Builders Warn: Without Tax Cuts in FY26 Budget, Pakistan Faces $30 Billion Capital Flight to Gulf and Western Real Estate

Karachi, Pakistan — Pakistan’s real estate and construction industry could witness an unprecedented outflow of capital — projected to hit $30 billion by 2028 — unless the government rationalizes high transaction taxes in the upcoming FY26 federal budget, leading builders and developers warned this week.

According to the Association of Builders and Developers of Pakistan (ABAD), heavy taxation, political instability, and the lure of better returns abroad are forcing investors to shift money into property markets in the UAE, Saudi Arabia, the UK, and the US, with Dubai emerging as the top destination for Pakistani real estate investments.

Why Capital Flight is Rising

Builders point to several factors behind this accelerating capital flight:

  • High property transaction taxes in Pakistan — reaching up to 40% transfer tax and 60% levy on developers earning above Rs150 billion.
  • Economic and political instability, discouraging long-term domestic investment.
  • More favorable tax environments abroad, particularly in the UAE and Saudi Arabia.
  • Higher rental yields and returns in international real estate markets.
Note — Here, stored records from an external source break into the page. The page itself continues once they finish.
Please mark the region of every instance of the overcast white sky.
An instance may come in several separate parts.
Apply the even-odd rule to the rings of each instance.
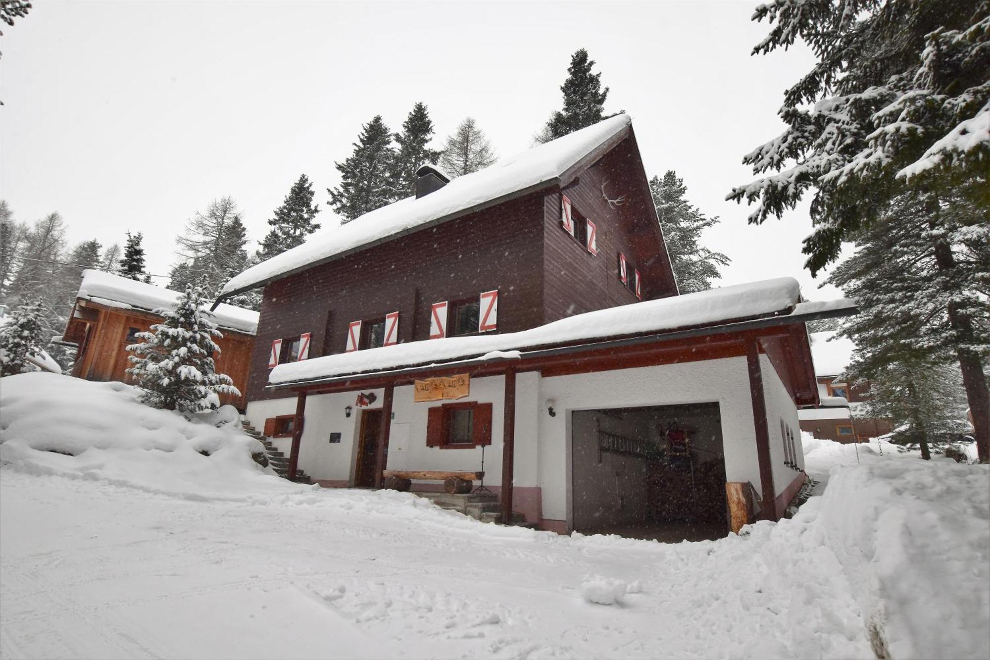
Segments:
[[[750,56],[755,2],[35,2],[0,39],[0,198],[18,220],[58,211],[75,243],[146,236],[167,274],[196,209],[232,195],[253,241],[305,172],[320,208],[375,114],[423,101],[438,143],[473,116],[502,156],[529,148],[588,49],[648,175],[676,169],[722,223],[722,283],[789,275],[812,298],[806,206],[762,227],[724,201],[743,154],[777,135],[803,47]],[[334,223],[327,212],[318,220]],[[165,280],[156,280],[165,283]]]

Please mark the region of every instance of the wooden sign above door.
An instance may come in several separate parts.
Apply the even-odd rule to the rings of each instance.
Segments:
[[[457,374],[449,378],[425,379],[413,384],[414,401],[440,401],[445,398],[463,398],[471,393],[471,377]]]

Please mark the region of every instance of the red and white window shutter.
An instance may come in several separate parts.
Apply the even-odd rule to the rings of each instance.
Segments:
[[[351,321],[347,323],[347,346],[344,349],[345,353],[351,353],[357,350],[358,342],[361,338],[361,322]]]
[[[478,310],[478,332],[498,328],[498,289],[481,294]]]
[[[399,312],[385,314],[385,341],[383,346],[399,343]]]
[[[574,220],[571,217],[570,200],[567,199],[567,195],[560,195],[560,226],[571,236],[574,235]]]
[[[598,228],[595,227],[595,223],[593,223],[591,220],[585,220],[584,222],[585,222],[585,224],[588,225],[588,232],[585,235],[586,236],[586,238],[585,238],[586,243],[585,243],[584,247],[587,248],[588,252],[590,252],[592,255],[597,255],[598,254],[598,240],[597,240],[597,236],[596,235],[598,234]]]
[[[268,355],[268,369],[278,367],[278,356],[282,353],[282,340],[271,340],[271,353]]]
[[[430,306],[430,339],[446,337],[446,300]]]

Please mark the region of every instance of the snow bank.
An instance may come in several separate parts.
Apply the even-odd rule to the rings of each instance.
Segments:
[[[287,363],[272,370],[268,383],[294,383],[486,354],[517,358],[518,353],[512,352],[523,348],[788,313],[799,295],[800,287],[793,277],[766,279],[600,309],[522,332],[409,342]]]
[[[874,461],[833,474],[818,524],[892,658],[990,656],[990,469]]]
[[[140,397],[123,383],[47,373],[0,379],[0,460],[193,498],[243,495],[246,478],[284,481],[252,460],[264,447],[241,431],[231,406],[186,418]]]
[[[129,277],[121,277],[103,271],[83,271],[82,283],[77,297],[92,300],[109,307],[140,309],[153,312],[155,309],[174,309],[178,304],[178,291],[146,284]],[[209,306],[203,309],[209,311]],[[211,318],[221,328],[239,330],[253,335],[257,332],[258,313],[243,307],[221,303]]]
[[[811,340],[811,357],[815,363],[815,376],[839,376],[852,361],[855,345],[850,339],[837,337],[838,334],[836,331],[808,334]]]
[[[375,209],[339,227],[328,227],[305,244],[253,266],[232,278],[221,294],[250,288],[298,269],[363,247],[382,243],[423,225],[506,195],[549,184],[600,145],[631,126],[629,115],[616,115],[495,165],[459,176],[440,190]]]

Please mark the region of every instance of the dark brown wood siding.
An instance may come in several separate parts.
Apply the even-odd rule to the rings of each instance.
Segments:
[[[598,255],[589,253],[560,225],[561,191],[544,197],[544,323],[566,316],[639,302],[633,289],[619,278],[619,253],[626,255],[629,276],[638,268],[643,275],[643,299],[674,295],[676,289],[664,274],[665,254],[658,240],[648,197],[642,180],[642,164],[632,139],[620,144],[562,190],[570,199],[575,217],[595,223]],[[610,205],[608,196],[621,203]],[[645,190],[644,190],[645,188]]]
[[[312,332],[311,358],[343,353],[348,323],[398,311],[399,341],[427,340],[433,303],[495,288],[498,332],[541,325],[543,203],[531,194],[268,284],[248,400],[285,395],[264,391],[273,339]]]

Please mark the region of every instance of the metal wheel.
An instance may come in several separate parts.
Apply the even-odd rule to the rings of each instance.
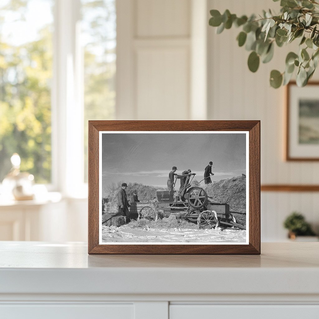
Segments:
[[[144,206],[138,212],[137,219],[144,218],[149,220],[157,220],[158,217],[156,210],[151,206]]]
[[[197,219],[197,225],[199,229],[214,228],[218,224],[217,215],[214,211],[202,212]]]
[[[207,202],[207,193],[201,187],[192,187],[188,192],[188,202],[194,208],[203,207]]]

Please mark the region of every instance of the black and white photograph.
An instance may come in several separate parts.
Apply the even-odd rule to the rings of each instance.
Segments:
[[[319,160],[319,83],[287,88],[286,159]]]
[[[248,244],[248,137],[100,132],[100,243]]]
[[[319,144],[319,100],[299,102],[300,144]]]

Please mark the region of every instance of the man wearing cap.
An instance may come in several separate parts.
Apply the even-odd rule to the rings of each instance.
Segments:
[[[211,161],[209,164],[205,167],[205,173],[204,173],[204,178],[205,179],[205,183],[209,184],[211,182],[211,180],[210,176],[214,175],[214,173],[211,172],[211,167],[213,165],[213,162]]]
[[[184,171],[182,173],[182,175],[186,175],[187,174],[189,174],[190,173],[191,173],[192,171],[190,169],[188,169],[187,171]],[[185,184],[185,182],[186,182],[186,178],[187,176],[185,176],[185,177],[181,177],[181,187],[180,187],[180,189],[181,189],[184,186]]]
[[[121,189],[117,195],[117,205],[118,206],[118,214],[119,216],[126,216],[126,221],[129,223],[131,221],[130,219],[130,212],[128,207],[130,205],[127,201],[127,197],[125,190],[127,187],[126,183],[122,183]]]
[[[131,196],[131,200],[130,202],[131,204],[132,203],[139,203],[140,201],[137,198],[137,191],[136,189],[134,189],[132,192],[133,194]]]
[[[174,175],[177,175],[175,173],[177,169],[177,168],[176,166],[173,166],[172,170],[168,174],[168,179],[167,180],[167,188],[169,190],[173,190],[174,188]]]

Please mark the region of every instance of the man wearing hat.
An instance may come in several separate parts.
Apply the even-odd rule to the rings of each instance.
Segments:
[[[137,198],[137,191],[136,189],[134,189],[132,192],[133,194],[131,196],[130,202],[131,204],[132,203],[139,203],[140,201],[138,200],[138,198]]]
[[[214,175],[214,173],[211,172],[211,167],[213,165],[213,162],[211,161],[209,164],[205,167],[205,172],[204,173],[204,178],[205,179],[205,183],[209,184],[211,182],[211,180],[210,177]]]
[[[126,183],[122,183],[121,189],[117,195],[117,205],[118,206],[118,214],[119,216],[126,216],[126,221],[129,223],[131,221],[130,219],[130,212],[128,207],[130,205],[127,201],[127,197],[125,190],[127,187]]]
[[[168,174],[168,179],[167,180],[167,188],[169,190],[173,190],[174,188],[174,175],[177,175],[175,173],[177,169],[177,168],[176,166],[173,166],[172,170]]]
[[[184,171],[182,173],[182,175],[186,175],[188,174],[189,174],[192,172],[192,171],[190,169],[188,169],[187,171]],[[181,178],[181,187],[180,187],[180,189],[181,189],[184,186],[186,182],[186,178],[187,176]]]

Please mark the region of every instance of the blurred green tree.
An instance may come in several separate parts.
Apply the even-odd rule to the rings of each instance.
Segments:
[[[0,181],[16,152],[21,170],[46,183],[51,180],[52,24],[33,41],[8,40],[12,24],[26,21],[29,2],[11,0],[0,7]]]

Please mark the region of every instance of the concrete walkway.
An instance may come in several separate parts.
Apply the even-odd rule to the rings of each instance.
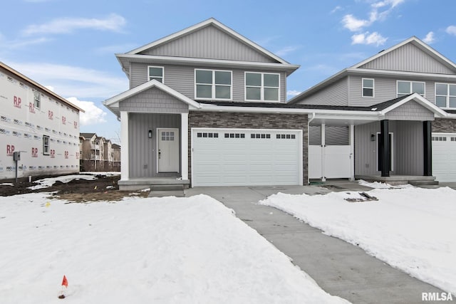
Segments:
[[[441,290],[281,211],[256,204],[277,192],[315,194],[371,189],[349,182],[326,187],[200,187],[185,190],[185,196],[207,194],[234,209],[237,217],[292,258],[331,295],[353,303],[433,303],[423,302],[422,293],[441,293]]]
By 2022, Pakistanis had already invested $12 billion in the UAE, a figure expected to climb to $25 billion in 2025 and $30 billion by 2030, according to Federal Board of Revenue data cited by ABAD.

Construction Industry Under Pressure

Pakistan’s construction industry, which employs 10 million skilled and unskilled workers, is the second-largest employer after agriculture. Despite its importance, the sector’s contribution to GDP has shrunk from 6% to just 2.6% in four years, largely due to burdensome taxes and policy neglect.
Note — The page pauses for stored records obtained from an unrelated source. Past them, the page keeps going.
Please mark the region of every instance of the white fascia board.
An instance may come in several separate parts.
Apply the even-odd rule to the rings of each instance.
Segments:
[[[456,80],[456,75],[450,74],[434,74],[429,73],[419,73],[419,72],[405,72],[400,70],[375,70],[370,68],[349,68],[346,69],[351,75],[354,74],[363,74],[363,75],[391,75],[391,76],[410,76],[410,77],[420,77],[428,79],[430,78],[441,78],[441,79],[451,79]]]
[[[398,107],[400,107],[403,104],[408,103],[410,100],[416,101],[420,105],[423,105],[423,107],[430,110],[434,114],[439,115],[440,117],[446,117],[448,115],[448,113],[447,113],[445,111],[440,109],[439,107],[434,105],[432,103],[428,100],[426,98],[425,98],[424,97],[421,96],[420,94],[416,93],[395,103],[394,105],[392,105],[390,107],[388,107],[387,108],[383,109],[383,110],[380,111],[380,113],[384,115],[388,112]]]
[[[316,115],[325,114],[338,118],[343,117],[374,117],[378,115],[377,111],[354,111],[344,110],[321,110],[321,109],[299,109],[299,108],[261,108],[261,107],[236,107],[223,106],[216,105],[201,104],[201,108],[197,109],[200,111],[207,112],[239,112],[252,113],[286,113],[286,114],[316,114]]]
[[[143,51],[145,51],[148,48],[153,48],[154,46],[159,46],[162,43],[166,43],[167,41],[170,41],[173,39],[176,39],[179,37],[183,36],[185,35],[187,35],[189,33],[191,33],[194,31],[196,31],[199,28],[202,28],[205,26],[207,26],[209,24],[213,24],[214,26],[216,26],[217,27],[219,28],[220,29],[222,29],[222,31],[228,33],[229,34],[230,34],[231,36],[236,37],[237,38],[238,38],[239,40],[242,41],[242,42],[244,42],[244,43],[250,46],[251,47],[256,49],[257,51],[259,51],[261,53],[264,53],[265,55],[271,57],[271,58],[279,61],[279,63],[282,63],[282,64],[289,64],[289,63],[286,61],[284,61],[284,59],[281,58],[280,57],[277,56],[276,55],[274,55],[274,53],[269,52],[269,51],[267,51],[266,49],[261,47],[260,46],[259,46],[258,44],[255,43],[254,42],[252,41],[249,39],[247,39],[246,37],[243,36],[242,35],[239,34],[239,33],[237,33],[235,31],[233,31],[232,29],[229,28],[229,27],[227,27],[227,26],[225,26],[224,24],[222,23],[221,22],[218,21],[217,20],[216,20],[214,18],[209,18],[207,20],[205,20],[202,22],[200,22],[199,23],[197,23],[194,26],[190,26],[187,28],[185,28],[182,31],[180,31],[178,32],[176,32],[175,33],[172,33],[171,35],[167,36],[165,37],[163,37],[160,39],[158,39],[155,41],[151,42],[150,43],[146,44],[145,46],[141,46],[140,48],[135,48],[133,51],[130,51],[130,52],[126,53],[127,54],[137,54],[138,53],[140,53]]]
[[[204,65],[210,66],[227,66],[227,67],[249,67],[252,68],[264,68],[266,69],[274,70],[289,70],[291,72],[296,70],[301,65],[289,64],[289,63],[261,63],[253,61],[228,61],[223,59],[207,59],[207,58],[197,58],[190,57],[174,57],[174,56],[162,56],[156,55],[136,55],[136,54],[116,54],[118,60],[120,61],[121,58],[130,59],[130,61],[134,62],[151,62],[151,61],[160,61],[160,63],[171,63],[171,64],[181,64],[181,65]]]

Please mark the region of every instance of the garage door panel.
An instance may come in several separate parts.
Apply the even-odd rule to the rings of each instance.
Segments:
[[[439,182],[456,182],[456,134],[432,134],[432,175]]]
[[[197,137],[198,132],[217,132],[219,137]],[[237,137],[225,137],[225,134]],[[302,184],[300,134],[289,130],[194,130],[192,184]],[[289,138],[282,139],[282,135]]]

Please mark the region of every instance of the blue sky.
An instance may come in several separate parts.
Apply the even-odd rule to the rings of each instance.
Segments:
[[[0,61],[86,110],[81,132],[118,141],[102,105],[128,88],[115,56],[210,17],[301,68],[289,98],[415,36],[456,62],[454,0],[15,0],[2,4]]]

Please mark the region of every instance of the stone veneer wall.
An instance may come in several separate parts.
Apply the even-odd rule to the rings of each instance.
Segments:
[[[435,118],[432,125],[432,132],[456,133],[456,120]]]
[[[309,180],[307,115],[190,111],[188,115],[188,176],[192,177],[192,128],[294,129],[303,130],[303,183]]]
“Due to the prevailing economic conditions, many developers have already moved their money abroad and are launching projects in the UAE, Saudi Arabia, and elsewhere,” said Mohammad Hassan Bakhshi, Chairman of ABAD.
He urged the government to reduce property transfer tax to 5–6%, in line with regional markets.

With a cash capitalization of Rs90 trillion ($319 billion), Pakistan’s construction industry is ten times larger than the Pakistan Stock Exchange (PSX), highlighting its untapped potential if supported by investor-friendly policies.

Housing Shortage: A Missed Opportunity

Despite a housing shortfall of 12 million units, Pakistan has yet to fully leverage its property market for economic growth. Industry leaders say that with the right incentives, the government can turn this deficit into an opportunity to generate jobs, stimulate construction, and attract overseas remittances.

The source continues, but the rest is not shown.